To examine the baseline morphological characteristics and alterations in intraretinal microvascular abnormalities (IRMAs) in response to anti-vascular endothelial growth factor (anti-VEGF) treatment, documented by optical coherence tomography angiography (OCTA) in diabetic eyes.

Methods

In this retrospective study, IRMAs were evaluated with multimodal imaging (fundus photography, fluorescein angiography, OCTA) in treatment-naïve diabetic eyes before and after anti-VEGF treatment for diabetic macular edema (DME) and/or proliferative diabetic retinopathy (PDR) and compared to diabetic control eyes with similar diabetic retinopathy (DR) severity that did not receive anti-VEGF therapy. The morphological characteristics of IRMAs on enface OCTA imaging were graded by masked readers at baseline, then after anti-VEGF therapy in treated eyes or after observation in control eyes. Characterization of interval changes in an IRMA were based on the following parameters: branching, vessel caliber and area of adjacent capillary non-perfusion.

Results

The treated group included 45 IRMA foci from 15 eyes of 11 patients, while the control group included 27 IRMA foci from 15 eyes of 14 patients. Following anti-VEGF treatment, enface OCTA demonstrated that 14 foci of IRMA (31%) demonstrated regression with normalization of appearance of the capillary bed, 20 IRMAs (44%) remained unchanged, six IRMAs (13%) progressed with enlargement or development of new IRMAs and five IRMAs (11%) demonstrated complete obliteration defined as IRMA disappearance with advancing capillary drop-out. In the control group, 17 IRMA (63%) remained stable, 8 IRMAs (29.6%) progressed and 2 experienced total obliteration (7.4%). The difference in rank order between the two groups was statistically significant (p = 0.022).

Conclusions

In eyes with DR status post anti-VEGF therapy, foci of IRMAs have a variable course demonstrating one of four possible outcomes: regression, stability, progression or complete obliteration. In contrast, none of the untreated control diabetic eyes demonstrated regression of IRMAs, consistent with known progression of DR severity in high risk eyes. Morphologic evaluation of IRMAs with OCTA may help to monitor changes in retinal blood flow as well as the response to anti-VEGF treatment.

Keywords: Retina, Ischemia, Anti-VEGF, DME, PDR, OCTA

Background

Diabetic retinopathy (DR) is a common complication of diabetes and is a major contributor to vision impairment globally. The worldwide prevalence of DR is rapidly increasing, and is expected to cause visual deterioration in more than 6 million patients in the US by 2030 [1]. Intraretinal microvascular abnormalities (IRMAs) are a common finding in the eyes of diabetics with severe non-proliferative (NPDR) and proliferative diabetic retinopathy (PDR). The modified Airlie House Classification provided the clinical terminology of IRMA, but did not establish whether this vascular abnormality represented new intraretinal blood vessel formation or dilation of pre-existing blood vessels [2]. The Early Treatment of Diabetic Retinopathy Study (ETDRS) provided standard photographs 8A and 8B for IRMAs, which was defined as tortuous intraretinal vascular segments located in standard fields 3–7, with caliber ranging from barely visible to 31 μm based on color stereoscopic photograph evaluation [3, 4].

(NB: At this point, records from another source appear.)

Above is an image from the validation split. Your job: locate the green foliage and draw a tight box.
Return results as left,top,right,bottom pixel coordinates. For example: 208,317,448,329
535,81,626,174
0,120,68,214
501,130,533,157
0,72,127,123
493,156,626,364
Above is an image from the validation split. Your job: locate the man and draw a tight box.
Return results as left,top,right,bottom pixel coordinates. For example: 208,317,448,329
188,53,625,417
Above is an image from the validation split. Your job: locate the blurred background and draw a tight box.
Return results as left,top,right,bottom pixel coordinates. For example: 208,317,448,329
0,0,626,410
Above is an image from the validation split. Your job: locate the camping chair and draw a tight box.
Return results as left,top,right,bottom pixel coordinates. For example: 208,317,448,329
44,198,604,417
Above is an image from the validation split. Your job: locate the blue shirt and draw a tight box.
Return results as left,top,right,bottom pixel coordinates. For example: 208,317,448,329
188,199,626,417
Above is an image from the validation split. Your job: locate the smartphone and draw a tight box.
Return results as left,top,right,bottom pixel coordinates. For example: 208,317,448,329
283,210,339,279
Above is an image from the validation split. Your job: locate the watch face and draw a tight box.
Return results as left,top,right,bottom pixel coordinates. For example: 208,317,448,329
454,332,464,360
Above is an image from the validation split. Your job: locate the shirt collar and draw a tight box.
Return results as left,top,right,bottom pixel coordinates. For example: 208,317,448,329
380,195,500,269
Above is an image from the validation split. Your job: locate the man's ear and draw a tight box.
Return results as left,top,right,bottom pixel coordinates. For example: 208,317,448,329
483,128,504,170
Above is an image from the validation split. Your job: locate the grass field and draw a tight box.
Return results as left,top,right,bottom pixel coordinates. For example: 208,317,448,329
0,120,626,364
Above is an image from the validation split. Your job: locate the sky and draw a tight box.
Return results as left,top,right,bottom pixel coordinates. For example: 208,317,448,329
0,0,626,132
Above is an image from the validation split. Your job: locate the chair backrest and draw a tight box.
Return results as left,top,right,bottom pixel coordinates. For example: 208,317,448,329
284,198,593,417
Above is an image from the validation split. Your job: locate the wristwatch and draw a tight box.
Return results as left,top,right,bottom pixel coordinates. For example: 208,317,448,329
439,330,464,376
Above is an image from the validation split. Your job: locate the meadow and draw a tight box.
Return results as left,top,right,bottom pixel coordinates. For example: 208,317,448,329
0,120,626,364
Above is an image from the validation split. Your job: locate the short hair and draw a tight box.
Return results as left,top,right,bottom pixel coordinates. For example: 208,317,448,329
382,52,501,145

Intravitreal injection of an anti-VEGF agent is the primary treatment for diabetic macular edema (DME) and may now be used to treat severe NPDR and PDR [5]. However, data regarding the morphological characteristics of IRMAs and changes in response to anti-VEGF treatment are limited [6]. While fluorescein angiography (FA) has been the gold standard imaging modality for imaging the retinal vasculature in DR, it is invasive with potential adverse side effects, limiting its repeatability in closely monitoring treatment response and retinal vasculature changes over time. In addition, FA is two-dimensional and dye leakage may obscure vascular details. Moreover, its resolution at the level of the capillary bed is low. Structural OCT does not allow for visualization of blood flow and cannot directly visualize newly formed vessels. Thus, comprehensive morphologic evaluation of IRMAs by these two modalities is restricted [7]. Optical coherence tomography angiography (OCTA) is a non-invasive, depth-resolved imaging modality that can visualize the retinal microvasculature in great detail, and has been shown to be useful in DR to examine neovascularization, capillary non-perfusion, and IRMAs with higher resolution compared to conventional FA [8].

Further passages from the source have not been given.